それに神崎さんが毎日何をしているのかと言うと、朝起きて朝食を食べ、テレビを見て昼食を食べ、テレビを見て夕食をたいらげると風呂に入り、テレビを見て寝るのだ。
ただそれだけなのである。
仕事はもちろんのこと、家事およびその他のことをいっさいやらない。
それにテレビを見て反応し、何か一人ぶつぶつ言っていることはあるのだが、家族の誰かと会話をしているところを、一度も見たことがない。

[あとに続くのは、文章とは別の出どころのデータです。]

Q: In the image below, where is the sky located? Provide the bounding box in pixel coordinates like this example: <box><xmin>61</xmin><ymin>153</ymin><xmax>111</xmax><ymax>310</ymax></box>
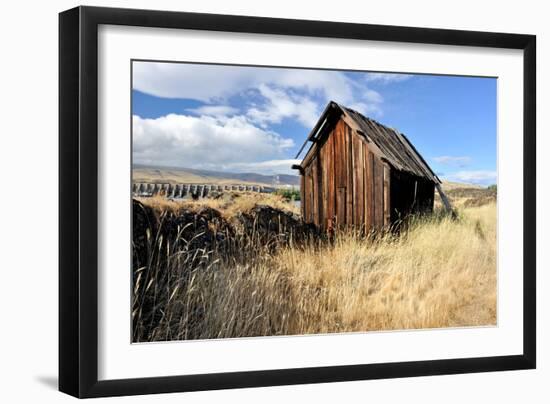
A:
<box><xmin>132</xmin><ymin>61</ymin><xmax>497</xmax><ymax>185</ymax></box>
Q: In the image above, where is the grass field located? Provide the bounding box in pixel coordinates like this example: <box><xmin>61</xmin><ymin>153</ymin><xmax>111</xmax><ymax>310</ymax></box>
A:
<box><xmin>133</xmin><ymin>183</ymin><xmax>497</xmax><ymax>341</ymax></box>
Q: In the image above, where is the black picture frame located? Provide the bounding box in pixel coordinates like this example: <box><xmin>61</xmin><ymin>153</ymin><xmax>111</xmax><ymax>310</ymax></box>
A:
<box><xmin>59</xmin><ymin>7</ymin><xmax>536</xmax><ymax>398</ymax></box>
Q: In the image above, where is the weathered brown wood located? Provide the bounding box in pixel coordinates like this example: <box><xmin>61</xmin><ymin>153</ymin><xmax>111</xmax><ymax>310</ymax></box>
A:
<box><xmin>366</xmin><ymin>150</ymin><xmax>376</xmax><ymax>229</ymax></box>
<box><xmin>348</xmin><ymin>121</ymin><xmax>355</xmax><ymax>226</ymax></box>
<box><xmin>336</xmin><ymin>187</ymin><xmax>346</xmax><ymax>227</ymax></box>
<box><xmin>352</xmin><ymin>132</ymin><xmax>365</xmax><ymax>227</ymax></box>
<box><xmin>383</xmin><ymin>164</ymin><xmax>390</xmax><ymax>227</ymax></box>
<box><xmin>374</xmin><ymin>158</ymin><xmax>384</xmax><ymax>230</ymax></box>
<box><xmin>315</xmin><ymin>153</ymin><xmax>323</xmax><ymax>227</ymax></box>
<box><xmin>300</xmin><ymin>169</ymin><xmax>307</xmax><ymax>219</ymax></box>
<box><xmin>311</xmin><ymin>157</ymin><xmax>319</xmax><ymax>225</ymax></box>
<box><xmin>298</xmin><ymin>104</ymin><xmax>445</xmax><ymax>232</ymax></box>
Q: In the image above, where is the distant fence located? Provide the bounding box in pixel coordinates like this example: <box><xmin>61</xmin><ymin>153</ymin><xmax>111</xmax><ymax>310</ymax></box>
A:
<box><xmin>132</xmin><ymin>182</ymin><xmax>275</xmax><ymax>198</ymax></box>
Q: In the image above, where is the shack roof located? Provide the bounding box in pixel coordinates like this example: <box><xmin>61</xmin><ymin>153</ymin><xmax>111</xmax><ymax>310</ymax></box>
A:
<box><xmin>296</xmin><ymin>101</ymin><xmax>441</xmax><ymax>183</ymax></box>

神崎さんは何時も何かを一方的に言われるだけなのである。
僕も小さい頃は何度か話しかけたことがある。
その時の神埼さんはと言うと、切り傷のような目で一応僕を見るのだが、なんだかの返事が返ってきたことはなかった。
僕もそのうちに神崎さんと会話をするのは無理だということに気付き、話しかけるという無駄な行為をやめてしまった。
「神崎さんって、いったいなんなの? あいつ、なんなの?」
小学校に上がる前の頃だったか、僕は母にそう聞いたことがあった。
母はめんどうくさそうに
「神崎さんは神崎さんよ」
とだけ答えて、くるりと背を向けてしまった。